Statutory pardons will also be granted to people still living who apply to have their convictions removed.
The pardons were first announced last year and have now been officially rubber-stamped after the Policing and Crime Bill received Royal Assent.
The men were found guilty of committing now-abolished offences while in consensual relationships.
Justice minister Sam Gyimah said it was a "truly momentous day".
He said: "We can never undo the hurt caused, but we have apologised and taken action to right these wrongs."
Mathematician Turing was given a royal pardon in 2013, nearly 60 years after his suicide in 1954.
The pardon addressed his 1952 conviction for gross indecency, after which he was chemically castrated.
This followed an official apology by former Prime Minister Gordon Brown in 2009 for how Alan Turing had been treated.
His relatives later mounted a high-profile campaign to secure pardons for other men similarly convicted under historical indecency laws.
Laws against homosexual activity before 1967
Gross indecency with another man: introduced in 1885 and used to prosecute men where sodomy could not be proven
Buggery: first used as an offence in 1533 and remained a capital punishment crime until the 19th Century
(Source: Sexual Offence Act 1956, England and Wales)
Gay rights charity Stonewall said: "Another important milestone of equality has been secured in law.

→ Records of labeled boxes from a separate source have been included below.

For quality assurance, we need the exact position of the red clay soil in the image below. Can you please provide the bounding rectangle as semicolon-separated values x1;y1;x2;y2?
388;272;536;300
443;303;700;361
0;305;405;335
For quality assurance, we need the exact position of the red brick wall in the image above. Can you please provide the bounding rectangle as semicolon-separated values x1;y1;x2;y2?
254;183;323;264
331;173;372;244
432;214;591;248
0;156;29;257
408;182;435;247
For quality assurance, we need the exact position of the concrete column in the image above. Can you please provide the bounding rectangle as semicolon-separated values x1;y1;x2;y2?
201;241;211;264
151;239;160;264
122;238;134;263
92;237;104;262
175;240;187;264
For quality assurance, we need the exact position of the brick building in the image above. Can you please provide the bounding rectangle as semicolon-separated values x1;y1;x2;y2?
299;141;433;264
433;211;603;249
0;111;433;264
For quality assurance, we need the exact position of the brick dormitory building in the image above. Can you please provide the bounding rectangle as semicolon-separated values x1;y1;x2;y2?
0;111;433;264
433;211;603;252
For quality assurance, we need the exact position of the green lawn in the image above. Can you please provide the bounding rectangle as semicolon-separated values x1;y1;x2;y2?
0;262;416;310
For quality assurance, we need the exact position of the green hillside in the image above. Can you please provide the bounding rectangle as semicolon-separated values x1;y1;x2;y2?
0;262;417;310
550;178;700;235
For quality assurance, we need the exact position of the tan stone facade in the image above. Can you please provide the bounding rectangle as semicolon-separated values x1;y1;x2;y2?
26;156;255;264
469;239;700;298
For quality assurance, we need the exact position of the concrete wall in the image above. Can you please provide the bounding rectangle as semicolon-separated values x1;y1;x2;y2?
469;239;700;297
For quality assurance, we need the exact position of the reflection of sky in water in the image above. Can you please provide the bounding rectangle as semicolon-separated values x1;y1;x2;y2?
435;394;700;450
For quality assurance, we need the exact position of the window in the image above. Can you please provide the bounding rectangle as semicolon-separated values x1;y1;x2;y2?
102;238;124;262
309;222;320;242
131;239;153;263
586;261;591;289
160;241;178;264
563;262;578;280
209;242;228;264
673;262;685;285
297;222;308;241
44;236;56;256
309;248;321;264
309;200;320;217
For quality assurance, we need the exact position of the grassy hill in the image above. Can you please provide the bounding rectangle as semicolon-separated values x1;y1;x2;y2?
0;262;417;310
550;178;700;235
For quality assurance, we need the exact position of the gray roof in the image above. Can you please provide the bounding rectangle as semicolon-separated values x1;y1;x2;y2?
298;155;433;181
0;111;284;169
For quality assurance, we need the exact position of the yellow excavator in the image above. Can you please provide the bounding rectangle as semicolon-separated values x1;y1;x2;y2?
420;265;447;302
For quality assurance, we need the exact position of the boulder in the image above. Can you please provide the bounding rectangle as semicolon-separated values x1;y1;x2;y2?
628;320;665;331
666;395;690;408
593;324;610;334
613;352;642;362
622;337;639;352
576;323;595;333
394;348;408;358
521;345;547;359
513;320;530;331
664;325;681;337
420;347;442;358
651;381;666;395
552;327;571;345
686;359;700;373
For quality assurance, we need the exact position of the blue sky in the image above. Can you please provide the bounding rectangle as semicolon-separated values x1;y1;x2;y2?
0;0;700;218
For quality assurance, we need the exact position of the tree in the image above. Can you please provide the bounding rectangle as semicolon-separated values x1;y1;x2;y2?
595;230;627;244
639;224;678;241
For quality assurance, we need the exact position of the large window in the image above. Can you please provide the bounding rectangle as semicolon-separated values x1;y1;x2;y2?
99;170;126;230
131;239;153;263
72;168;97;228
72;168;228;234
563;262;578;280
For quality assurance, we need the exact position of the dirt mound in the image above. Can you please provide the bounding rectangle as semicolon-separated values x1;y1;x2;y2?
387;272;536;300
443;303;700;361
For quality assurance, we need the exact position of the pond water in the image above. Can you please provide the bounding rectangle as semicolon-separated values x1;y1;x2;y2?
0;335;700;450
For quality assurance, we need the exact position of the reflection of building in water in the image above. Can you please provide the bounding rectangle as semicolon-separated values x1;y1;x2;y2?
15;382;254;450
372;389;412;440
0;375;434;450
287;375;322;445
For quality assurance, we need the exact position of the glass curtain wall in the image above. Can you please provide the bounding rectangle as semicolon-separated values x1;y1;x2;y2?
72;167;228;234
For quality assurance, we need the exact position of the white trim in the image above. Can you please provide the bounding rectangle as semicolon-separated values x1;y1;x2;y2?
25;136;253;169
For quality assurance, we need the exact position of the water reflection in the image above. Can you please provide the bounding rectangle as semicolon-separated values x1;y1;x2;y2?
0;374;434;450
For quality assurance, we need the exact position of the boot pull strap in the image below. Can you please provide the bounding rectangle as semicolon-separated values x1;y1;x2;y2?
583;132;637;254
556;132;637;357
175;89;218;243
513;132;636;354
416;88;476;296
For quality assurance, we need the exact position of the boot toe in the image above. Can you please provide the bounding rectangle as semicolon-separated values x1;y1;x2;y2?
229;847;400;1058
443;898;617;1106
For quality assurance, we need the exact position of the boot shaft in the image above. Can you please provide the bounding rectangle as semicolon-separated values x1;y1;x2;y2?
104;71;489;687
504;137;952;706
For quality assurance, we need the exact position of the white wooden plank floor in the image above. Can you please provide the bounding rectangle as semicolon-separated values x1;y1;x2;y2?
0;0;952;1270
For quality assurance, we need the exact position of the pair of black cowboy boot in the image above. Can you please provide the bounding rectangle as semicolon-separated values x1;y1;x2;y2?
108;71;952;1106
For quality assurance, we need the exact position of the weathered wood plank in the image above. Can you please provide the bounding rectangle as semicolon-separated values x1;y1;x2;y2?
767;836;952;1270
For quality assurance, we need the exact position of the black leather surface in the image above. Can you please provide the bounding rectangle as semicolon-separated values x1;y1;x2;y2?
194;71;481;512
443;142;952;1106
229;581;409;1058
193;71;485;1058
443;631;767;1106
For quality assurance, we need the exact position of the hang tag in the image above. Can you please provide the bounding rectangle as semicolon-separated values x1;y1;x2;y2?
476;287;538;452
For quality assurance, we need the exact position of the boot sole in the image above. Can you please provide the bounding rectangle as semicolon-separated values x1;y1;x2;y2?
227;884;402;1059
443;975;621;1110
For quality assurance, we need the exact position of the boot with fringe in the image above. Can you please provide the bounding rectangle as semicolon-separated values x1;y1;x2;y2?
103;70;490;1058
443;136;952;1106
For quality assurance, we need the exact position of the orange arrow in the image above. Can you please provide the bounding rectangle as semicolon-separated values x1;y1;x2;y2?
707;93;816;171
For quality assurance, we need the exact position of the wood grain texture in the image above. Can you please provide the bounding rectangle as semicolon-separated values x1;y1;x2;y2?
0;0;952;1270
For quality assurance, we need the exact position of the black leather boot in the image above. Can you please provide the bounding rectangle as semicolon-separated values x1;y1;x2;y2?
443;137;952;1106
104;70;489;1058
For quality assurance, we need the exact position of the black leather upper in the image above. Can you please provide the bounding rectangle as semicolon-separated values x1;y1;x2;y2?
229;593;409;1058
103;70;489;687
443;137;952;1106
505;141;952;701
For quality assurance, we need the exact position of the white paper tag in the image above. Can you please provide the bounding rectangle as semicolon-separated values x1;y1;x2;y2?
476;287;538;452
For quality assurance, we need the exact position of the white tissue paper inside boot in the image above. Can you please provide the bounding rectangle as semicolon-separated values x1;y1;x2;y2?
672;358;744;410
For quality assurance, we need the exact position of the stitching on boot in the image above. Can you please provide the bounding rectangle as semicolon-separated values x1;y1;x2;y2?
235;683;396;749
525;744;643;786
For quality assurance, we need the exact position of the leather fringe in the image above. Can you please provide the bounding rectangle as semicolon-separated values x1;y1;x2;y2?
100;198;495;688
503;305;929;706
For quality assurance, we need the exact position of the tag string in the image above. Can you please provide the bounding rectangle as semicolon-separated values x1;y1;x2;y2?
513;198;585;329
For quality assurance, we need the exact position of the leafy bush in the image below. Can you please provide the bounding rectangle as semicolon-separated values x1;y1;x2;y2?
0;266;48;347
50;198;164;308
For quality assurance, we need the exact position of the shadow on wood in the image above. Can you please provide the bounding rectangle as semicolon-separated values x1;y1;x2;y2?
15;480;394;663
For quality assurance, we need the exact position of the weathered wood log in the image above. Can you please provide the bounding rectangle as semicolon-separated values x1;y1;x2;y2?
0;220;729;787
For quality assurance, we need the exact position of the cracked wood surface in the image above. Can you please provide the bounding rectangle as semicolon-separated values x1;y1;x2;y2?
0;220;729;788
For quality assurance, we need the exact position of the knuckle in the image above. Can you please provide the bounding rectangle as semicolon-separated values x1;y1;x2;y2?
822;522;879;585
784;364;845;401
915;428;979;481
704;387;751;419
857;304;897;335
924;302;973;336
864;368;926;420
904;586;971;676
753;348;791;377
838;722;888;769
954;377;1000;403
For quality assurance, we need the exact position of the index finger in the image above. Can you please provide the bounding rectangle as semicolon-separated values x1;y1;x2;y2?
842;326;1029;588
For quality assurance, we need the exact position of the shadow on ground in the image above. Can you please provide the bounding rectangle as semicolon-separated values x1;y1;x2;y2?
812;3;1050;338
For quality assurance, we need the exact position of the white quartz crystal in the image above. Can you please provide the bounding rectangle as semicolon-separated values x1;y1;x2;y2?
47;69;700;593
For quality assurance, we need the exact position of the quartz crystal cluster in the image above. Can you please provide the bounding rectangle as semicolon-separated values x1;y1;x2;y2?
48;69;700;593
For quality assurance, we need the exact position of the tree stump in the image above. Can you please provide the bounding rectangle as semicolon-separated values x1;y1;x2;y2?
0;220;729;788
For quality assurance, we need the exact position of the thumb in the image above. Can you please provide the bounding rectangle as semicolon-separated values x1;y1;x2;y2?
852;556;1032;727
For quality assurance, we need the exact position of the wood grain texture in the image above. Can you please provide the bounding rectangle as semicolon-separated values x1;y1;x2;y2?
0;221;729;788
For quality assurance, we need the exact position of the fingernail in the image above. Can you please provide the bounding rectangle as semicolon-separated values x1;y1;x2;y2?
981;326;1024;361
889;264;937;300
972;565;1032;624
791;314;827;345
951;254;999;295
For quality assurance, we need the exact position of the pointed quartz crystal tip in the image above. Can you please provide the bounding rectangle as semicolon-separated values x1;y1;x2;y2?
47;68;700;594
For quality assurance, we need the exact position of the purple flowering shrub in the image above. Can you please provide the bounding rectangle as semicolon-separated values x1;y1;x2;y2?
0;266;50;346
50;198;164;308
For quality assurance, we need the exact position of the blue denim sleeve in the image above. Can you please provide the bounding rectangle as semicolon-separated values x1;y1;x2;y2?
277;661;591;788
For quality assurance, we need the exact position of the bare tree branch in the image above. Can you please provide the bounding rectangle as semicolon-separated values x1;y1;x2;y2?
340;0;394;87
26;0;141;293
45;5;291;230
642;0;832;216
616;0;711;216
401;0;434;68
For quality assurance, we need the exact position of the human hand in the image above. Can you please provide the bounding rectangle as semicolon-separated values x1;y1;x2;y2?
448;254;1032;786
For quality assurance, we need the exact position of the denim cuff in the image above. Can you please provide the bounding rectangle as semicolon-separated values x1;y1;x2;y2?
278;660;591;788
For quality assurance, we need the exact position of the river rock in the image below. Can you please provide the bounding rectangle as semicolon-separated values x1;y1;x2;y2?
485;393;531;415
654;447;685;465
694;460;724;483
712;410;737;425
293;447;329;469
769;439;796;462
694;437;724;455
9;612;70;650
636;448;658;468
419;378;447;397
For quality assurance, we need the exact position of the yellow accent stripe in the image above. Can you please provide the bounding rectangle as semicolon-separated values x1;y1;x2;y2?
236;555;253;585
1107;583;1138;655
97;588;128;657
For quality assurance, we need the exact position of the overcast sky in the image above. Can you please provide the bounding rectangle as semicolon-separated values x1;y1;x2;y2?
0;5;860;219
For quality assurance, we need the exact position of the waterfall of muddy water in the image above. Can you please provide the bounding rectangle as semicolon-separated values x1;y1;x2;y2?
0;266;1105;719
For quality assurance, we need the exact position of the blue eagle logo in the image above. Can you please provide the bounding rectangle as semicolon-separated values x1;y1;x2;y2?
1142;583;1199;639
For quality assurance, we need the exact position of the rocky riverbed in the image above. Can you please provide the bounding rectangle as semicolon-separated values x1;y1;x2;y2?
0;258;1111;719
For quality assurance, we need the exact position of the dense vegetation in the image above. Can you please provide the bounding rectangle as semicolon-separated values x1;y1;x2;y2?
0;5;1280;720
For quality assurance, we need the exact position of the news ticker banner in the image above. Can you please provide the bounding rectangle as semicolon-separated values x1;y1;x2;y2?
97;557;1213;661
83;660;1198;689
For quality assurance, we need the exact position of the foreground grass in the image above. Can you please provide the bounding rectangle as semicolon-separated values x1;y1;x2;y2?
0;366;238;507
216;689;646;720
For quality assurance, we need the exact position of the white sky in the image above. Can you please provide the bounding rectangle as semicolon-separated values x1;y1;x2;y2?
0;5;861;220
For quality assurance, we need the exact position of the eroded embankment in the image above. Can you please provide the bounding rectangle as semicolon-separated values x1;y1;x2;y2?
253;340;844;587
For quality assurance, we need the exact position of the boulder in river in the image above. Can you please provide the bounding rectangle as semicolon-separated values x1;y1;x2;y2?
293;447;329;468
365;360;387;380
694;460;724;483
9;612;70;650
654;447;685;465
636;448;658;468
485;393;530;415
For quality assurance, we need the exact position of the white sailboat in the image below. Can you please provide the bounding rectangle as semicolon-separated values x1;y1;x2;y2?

"The more equality is enshrined into our law books, the stronger our equality becomes, and the stronger we as a community become."
Liberal Democrat peer Lord Sharkey, whose amendment to the Policing and Crime Bill was instrumental in securing the change, said it was a "wonderful thing" that Mr Turing's pardon could be extended to other men "unjustly convicted".
Liberal Democrat leader Tim Farron said: "Although it comes too late for those convicted, the friends and relatives of the thousands of people who suffered under this unfair and discriminatory law will now have a weight lifted off their shoulders."
Rights campaigner Peter Tatchell said the pardon was an "important, valuable advance that will remedy the grave injustices suffered by many of the estimated 50,000 to 100,000 men who were convicted under discriminatory anti-gay laws".
But he said it was "unclear" whether only the relatives of a deceased man could apply for a pardon on their behalf.
"Many convicted men were rejected and disowned by their families," he said.
"The government should make it clear that any concerned person, including personal friends, can apply for a pardon for a deceased person."